3 days ago I was in tesco and saw Silicolgel. I had heard that it had done wonders for some people but not for others, and wasn't sure whether I should buy it as it seemed quite expensive (£8 for 200ml), but my boyfriend bought it for me. It's supposed to work by forming a protective layer on the bowel which absorbs and binds irritative substances, toxic substances and pathogens. After taking my first dose I felt almost immediate effects. I took it just before dinner and felt none of the usual bloating, flatulence, or stomach pain.

I kept taking it the next day before meals, taking no imodium all day and no diarrhoea, no stomach pain, no bloating, no urgency! When taking imodium I almost always wake up with stomach pain in the morning and still get urgency, but this was all gone. I got a little confident last night and had takeaway food and ended up with stomach pain and had a bit of D in the morning (partly caused by anxiety), but it seems that as long as I avoid big triggers it works perfectly! I'm hoping that with taking it for a long period of time it will improve my ibs in general as it seems to have done that for some people.

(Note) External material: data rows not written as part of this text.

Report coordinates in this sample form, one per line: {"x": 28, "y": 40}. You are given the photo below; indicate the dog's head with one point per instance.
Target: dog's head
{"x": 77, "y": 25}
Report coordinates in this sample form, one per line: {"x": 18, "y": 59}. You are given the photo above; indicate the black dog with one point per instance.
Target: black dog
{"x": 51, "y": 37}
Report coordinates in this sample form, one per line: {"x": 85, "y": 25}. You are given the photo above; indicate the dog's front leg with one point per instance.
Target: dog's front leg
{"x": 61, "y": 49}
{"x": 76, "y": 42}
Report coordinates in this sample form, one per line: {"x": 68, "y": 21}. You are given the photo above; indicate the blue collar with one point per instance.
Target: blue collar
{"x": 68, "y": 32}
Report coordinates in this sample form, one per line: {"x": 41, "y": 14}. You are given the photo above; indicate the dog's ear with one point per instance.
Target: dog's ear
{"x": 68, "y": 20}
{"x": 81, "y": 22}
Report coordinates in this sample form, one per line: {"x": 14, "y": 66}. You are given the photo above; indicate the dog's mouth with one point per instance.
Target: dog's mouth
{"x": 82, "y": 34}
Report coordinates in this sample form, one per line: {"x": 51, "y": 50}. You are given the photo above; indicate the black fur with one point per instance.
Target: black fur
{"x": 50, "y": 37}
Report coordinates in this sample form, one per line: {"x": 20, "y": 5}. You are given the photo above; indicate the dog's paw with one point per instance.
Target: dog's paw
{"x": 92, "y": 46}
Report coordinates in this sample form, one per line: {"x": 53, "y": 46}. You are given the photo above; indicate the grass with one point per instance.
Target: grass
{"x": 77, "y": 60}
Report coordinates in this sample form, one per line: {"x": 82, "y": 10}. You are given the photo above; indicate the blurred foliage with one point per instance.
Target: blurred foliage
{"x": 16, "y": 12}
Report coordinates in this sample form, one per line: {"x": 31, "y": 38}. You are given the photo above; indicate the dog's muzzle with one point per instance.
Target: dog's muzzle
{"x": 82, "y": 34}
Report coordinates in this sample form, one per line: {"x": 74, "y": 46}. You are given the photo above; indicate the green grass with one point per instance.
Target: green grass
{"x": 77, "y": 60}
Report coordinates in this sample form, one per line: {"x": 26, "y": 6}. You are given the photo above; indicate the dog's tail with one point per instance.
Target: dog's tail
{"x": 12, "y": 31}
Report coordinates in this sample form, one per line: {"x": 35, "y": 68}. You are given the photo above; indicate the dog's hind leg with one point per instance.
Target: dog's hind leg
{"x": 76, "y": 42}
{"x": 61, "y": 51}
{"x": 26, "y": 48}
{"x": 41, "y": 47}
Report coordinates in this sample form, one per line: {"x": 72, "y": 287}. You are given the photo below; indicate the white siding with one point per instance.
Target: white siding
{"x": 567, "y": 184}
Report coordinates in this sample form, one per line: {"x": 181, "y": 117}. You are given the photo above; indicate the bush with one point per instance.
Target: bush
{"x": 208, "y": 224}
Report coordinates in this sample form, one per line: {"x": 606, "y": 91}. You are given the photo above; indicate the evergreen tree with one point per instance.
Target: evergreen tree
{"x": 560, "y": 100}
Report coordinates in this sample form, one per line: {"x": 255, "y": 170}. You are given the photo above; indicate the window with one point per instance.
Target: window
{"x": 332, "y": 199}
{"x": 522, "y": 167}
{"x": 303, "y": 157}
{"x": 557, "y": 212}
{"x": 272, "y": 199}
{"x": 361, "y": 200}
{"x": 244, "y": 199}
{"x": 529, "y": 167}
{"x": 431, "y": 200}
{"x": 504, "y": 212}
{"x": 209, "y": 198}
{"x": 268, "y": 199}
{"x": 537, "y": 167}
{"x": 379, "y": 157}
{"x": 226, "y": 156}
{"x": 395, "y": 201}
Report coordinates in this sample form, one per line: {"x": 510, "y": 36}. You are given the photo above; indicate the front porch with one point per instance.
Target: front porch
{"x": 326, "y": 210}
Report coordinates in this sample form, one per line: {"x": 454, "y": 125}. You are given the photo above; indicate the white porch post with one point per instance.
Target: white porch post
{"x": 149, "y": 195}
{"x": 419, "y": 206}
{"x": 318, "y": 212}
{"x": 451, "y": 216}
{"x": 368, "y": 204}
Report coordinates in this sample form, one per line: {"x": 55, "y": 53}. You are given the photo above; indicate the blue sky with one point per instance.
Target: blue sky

I'm also going to try taking it first thing in the morning and last thing at night as my ibs is always worst in the morning.

The best part - no side effects!!! It's completely safe to take (although it does say not to take within an hour of taking another medication, but that's just because it can affect the absorption of other meds because it forms a protective layer on the bowel. And it's almost completely natural.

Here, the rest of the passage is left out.